Earnings season has just wrapped up for many of you. As we look back at recent calls, one pattern stands out: prepared remarks and slides that don’t quite tell the same story. It’s not always a major disconnect, but even subtle misalignment can change how investors interpret the narrative.

And here’s the thing: investors notice. These days, AI-driven monitoring tools notice too. It’s one of those small details that can quietly shape how your message lands, and yet it’s easy to overlook in the scramble to get everything ready.

As we look ahead to next quarter, this piece from Mark Hayes (Partner, Breakwater Strategy) stood out to us. He shares 10 practical checks to make sure your script, slides, and delivery reinforce one clear message.

Top 10 Actions to Align Voice, Slides, and Script for Multimodal Consistency During Earnings Calls

1. Run a Multimodal “Narrative Audit” Across All Assets

Before finalizing materials for your earnings call, perform a side-by-side review of your script, slides, and planned delivery tone. Identify any gaps where the visuals undercut the spoken message or where the script omits key visual cues.

Tool: Review the combined assets to determine how an investor might interpret your combined narrative.

2. Align Key Messages Across All Formats with Strategic Framing

Select 3–5 “anchor messages” (e.g., margin expansion, disciplined capital allocation, AI-driven growth) and ensure these appear in:

  • Slides (titles and key visuals)
  • Verbal remarks (scripted and unscripted)
  • Executive tone and delivery

Tip: Make sure these phrases are consistently used, LLMs track phrase frequency and context across mediums.

3. Match Visuals to Verbal Energy

If you’re delivering upbeat guidance, your slide visuals should reflect that with bold headlines, simplified positive graphics (e.g., upward trends, growth icons), and confident design, not conservative or overly cluttered visuals that imply caution. 

Example: Don’t use a small-font risk slide after saying “we’re well-positioned”—it undermines the narrative strength.

4. Synchronize Script Timing with Slide Transitions

Ensure the audio pacing matches the slide progression. If you dwell on a topic in the script but only flash it on screen, that creates a perception mismatch. LLMs trained on investor presentations pick up on this desynchronization. 

Action: Time the rehearsal run-throughs to match real-time delivery and adjust either visuals or remarks to maintain flow.

5. Use Consistent Terminology Across Modalities

Terms like “operational leverage,” “customer expansion,” or “stabilizing churn” should be spelled the same way and used in the same context in your slides, script, and Q&A prep. LLMs associate changing vocabulary with shifting narratives or spin.  

Red Flag: Replacing “cost optimization” with “efficiency investments” mid-call without explanation can be flagged as inconsistency. 

6. Avoid Slide-Only Surprises

Never introduce new material on a slide that isn’t explicitly discussed in the script. Investors and LLMs assume what’s said aloud is prioritized; buried info in slides reads like omission or obfuscation.

Fix: Ensure the voice track addresses every material visual element, especially changes since your last earnings call.

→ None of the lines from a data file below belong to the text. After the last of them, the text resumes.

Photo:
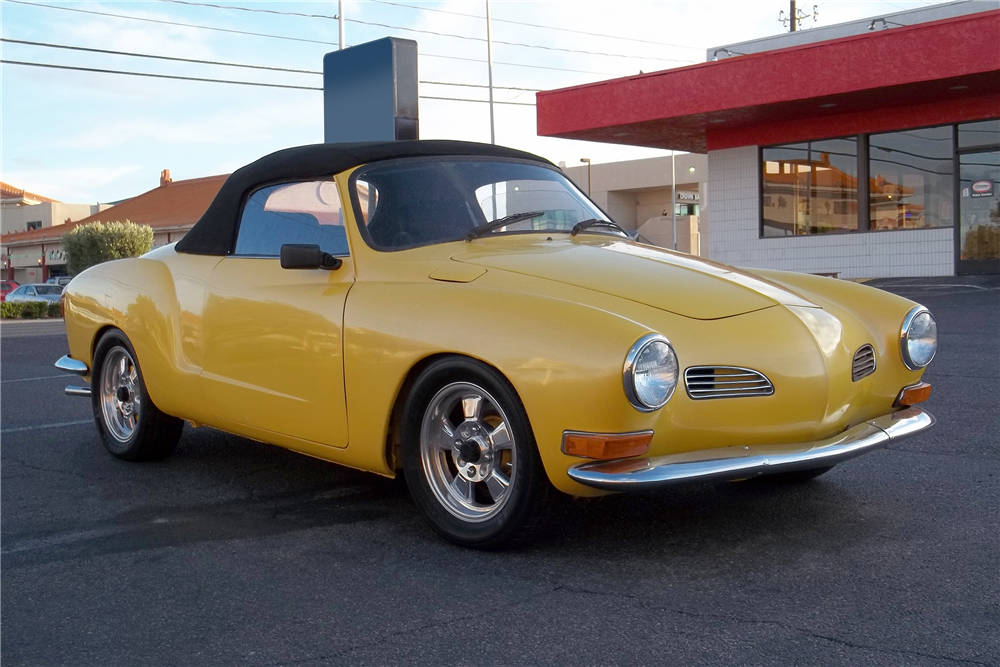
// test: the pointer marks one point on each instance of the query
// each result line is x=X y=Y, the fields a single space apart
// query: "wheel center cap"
x=469 y=451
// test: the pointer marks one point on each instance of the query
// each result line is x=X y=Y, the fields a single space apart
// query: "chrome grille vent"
x=864 y=362
x=725 y=382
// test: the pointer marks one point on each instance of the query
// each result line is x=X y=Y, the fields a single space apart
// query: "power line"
x=249 y=9
x=430 y=32
x=536 y=25
x=229 y=81
x=296 y=39
x=182 y=25
x=227 y=64
x=155 y=57
x=156 y=76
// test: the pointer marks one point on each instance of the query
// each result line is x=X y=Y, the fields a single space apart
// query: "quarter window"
x=307 y=212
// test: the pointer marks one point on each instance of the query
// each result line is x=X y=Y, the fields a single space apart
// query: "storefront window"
x=982 y=133
x=911 y=179
x=810 y=188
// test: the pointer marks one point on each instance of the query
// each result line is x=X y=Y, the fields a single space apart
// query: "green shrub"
x=29 y=310
x=98 y=242
x=11 y=310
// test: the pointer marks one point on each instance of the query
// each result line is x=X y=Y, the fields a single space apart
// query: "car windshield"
x=409 y=203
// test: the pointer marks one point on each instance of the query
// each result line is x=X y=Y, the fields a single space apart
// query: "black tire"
x=796 y=476
x=473 y=509
x=131 y=427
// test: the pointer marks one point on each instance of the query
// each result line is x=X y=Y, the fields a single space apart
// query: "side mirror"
x=307 y=256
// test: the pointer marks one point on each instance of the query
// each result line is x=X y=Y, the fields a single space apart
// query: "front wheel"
x=131 y=427
x=470 y=458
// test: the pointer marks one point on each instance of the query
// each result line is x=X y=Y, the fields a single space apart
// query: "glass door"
x=979 y=213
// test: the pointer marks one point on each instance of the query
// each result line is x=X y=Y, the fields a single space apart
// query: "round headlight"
x=919 y=338
x=650 y=373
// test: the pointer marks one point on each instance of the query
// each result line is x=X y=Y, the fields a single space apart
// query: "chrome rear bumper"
x=731 y=463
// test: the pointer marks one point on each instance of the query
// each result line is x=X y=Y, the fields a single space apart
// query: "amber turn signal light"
x=914 y=394
x=606 y=445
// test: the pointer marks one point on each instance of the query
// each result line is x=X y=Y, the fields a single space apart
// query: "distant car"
x=6 y=287
x=466 y=315
x=36 y=292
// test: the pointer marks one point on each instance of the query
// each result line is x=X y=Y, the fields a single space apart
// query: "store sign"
x=982 y=189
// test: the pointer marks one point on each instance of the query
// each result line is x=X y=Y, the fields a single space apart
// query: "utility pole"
x=340 y=20
x=489 y=57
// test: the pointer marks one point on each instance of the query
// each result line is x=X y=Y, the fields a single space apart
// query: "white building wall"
x=734 y=192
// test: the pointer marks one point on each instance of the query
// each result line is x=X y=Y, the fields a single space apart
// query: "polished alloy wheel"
x=467 y=451
x=120 y=401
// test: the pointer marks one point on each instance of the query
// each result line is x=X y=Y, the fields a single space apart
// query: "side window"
x=307 y=212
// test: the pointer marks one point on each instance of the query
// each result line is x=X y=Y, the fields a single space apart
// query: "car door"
x=273 y=336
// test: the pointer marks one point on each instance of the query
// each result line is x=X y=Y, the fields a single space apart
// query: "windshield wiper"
x=595 y=222
x=500 y=222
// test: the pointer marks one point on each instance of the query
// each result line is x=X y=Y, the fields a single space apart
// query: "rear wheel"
x=131 y=427
x=470 y=458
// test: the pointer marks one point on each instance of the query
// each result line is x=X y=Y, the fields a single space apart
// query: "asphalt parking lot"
x=234 y=552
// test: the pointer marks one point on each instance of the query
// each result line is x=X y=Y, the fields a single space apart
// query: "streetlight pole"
x=489 y=57
x=340 y=20
x=589 y=173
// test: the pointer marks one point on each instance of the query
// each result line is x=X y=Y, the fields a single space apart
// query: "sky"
x=86 y=137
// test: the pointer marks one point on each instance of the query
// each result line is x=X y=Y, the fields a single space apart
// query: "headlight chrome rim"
x=629 y=372
x=904 y=338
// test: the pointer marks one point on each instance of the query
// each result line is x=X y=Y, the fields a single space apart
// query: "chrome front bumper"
x=732 y=463
x=71 y=365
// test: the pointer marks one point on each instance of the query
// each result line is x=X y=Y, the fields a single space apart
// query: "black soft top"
x=213 y=234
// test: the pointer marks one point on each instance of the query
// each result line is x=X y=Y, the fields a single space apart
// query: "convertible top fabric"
x=213 y=234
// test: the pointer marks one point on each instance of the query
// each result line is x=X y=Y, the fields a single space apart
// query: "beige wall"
x=16 y=218
x=637 y=192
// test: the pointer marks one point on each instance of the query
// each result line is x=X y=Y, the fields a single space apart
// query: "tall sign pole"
x=673 y=195
x=340 y=20
x=489 y=56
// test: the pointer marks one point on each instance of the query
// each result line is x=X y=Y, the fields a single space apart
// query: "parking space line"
x=41 y=426
x=41 y=377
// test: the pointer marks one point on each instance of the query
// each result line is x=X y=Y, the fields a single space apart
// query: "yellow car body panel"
x=318 y=361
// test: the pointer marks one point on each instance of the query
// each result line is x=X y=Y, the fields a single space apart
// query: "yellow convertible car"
x=464 y=315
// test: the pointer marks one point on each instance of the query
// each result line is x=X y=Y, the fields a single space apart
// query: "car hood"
x=670 y=281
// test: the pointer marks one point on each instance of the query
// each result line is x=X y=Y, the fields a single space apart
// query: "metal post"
x=489 y=57
x=340 y=20
x=673 y=195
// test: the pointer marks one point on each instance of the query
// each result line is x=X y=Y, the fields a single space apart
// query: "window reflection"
x=980 y=133
x=911 y=179
x=810 y=188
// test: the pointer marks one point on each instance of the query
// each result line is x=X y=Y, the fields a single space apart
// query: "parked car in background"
x=464 y=314
x=6 y=287
x=36 y=292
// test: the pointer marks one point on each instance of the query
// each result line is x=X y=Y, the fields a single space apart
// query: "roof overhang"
x=925 y=74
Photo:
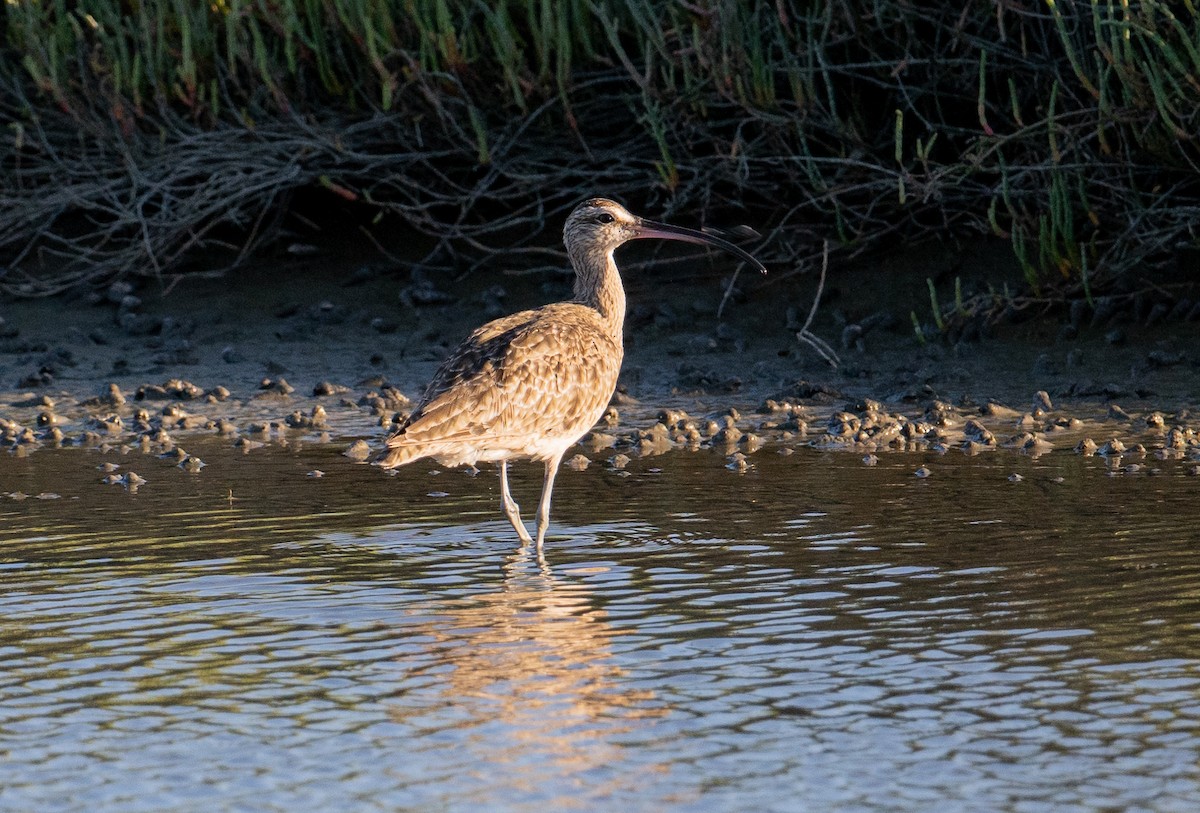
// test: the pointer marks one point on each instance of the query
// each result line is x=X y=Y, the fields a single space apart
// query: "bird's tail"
x=399 y=455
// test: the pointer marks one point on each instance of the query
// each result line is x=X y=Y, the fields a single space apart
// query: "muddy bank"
x=331 y=348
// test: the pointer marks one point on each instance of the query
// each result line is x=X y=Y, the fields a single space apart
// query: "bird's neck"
x=598 y=285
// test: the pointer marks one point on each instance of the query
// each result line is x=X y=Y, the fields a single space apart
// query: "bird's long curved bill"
x=667 y=232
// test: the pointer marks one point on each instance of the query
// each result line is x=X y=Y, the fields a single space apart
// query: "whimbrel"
x=529 y=385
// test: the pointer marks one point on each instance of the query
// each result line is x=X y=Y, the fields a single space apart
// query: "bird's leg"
x=511 y=510
x=547 y=486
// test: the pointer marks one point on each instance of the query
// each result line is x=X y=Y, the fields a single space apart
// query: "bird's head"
x=601 y=226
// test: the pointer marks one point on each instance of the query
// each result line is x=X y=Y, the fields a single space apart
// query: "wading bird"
x=529 y=385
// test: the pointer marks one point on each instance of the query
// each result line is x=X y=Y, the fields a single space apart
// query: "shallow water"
x=810 y=634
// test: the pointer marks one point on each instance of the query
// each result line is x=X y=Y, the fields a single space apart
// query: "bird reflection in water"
x=531 y=667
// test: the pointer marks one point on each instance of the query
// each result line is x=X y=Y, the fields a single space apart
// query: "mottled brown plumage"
x=529 y=385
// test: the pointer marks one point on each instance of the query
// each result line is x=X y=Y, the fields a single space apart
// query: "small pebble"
x=359 y=450
x=737 y=462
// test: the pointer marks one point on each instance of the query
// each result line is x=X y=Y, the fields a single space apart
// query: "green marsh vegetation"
x=139 y=136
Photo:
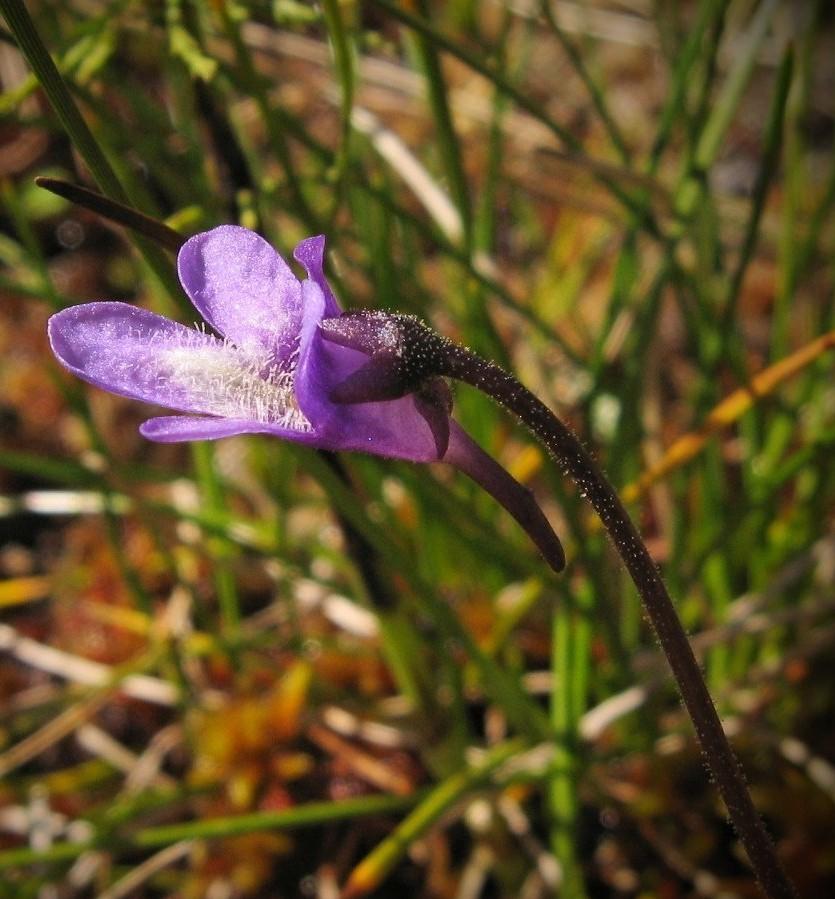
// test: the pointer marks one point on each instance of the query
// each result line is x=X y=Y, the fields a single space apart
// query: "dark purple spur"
x=270 y=369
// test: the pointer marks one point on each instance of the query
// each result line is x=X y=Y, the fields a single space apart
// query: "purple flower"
x=268 y=368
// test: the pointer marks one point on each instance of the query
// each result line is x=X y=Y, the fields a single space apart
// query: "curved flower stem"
x=458 y=362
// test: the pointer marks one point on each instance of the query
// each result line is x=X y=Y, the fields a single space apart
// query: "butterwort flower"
x=265 y=367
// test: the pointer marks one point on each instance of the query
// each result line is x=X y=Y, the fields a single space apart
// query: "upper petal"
x=394 y=428
x=242 y=287
x=136 y=353
x=311 y=254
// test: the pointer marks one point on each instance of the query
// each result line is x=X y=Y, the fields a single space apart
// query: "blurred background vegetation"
x=203 y=692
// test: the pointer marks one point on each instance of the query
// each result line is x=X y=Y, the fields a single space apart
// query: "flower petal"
x=311 y=254
x=136 y=353
x=242 y=287
x=179 y=428
x=395 y=428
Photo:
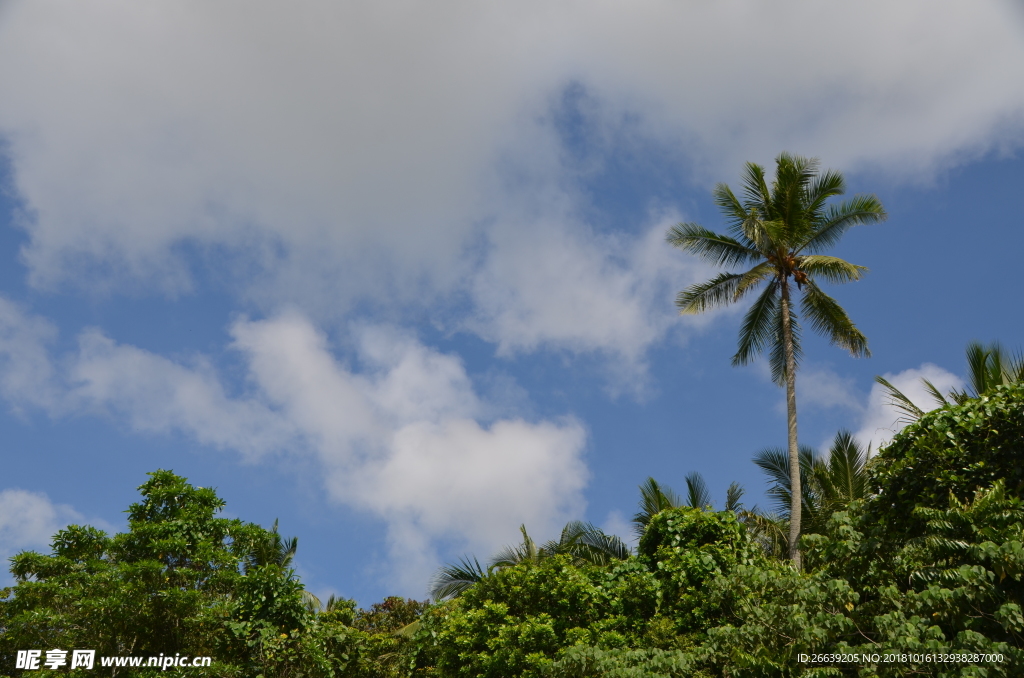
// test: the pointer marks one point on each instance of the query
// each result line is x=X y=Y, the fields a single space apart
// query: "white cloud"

7. Calibrate Vocal Delivery for Emotional Consistency

If your slides are highlighting major strategic wins but your tone sounds flat or overly cautious, LLMs (and humans) will pick that up. Use intentional vocal inflection to underscore key messages.

Tip: Practice “inflection mapping.” Determine where to raise enthusiasm, slow delivery, or pause for impact.

8. Visualize Key Metrics, Don’t Just Recite Them

When financial metrics are spoken without corresponding visuals, they’re perceived as transient. Reinforce them with clean charts, callouts, or animations that are easy for both humans and LLMs to interpret.

Best Practice: Display FCF, revenue growth, or customer adds at the moment they’re being discussed, not buried in an appendix.

9. Use One Unified Source of Truth

Build all messaging, including slides, script, press release, and social media, from a shared strategic messaging document. This ensures there are no “competing narratives” written by siloed teams.

Tool: Use version-controlled collaborative documents that feed all channels from one approved content core.

10. Conduct a Final Alignment Run with a Simulated Analyst Bot

Before your next call, use an LLM trained on analyst behavior (or fine-tuned internally) to watch or read the dry run and flag tonal misalignments, terminology drift, or content mismatches across modes.

Output: A list of flagged inconsistencies or “perception risks” to resolve before the live call.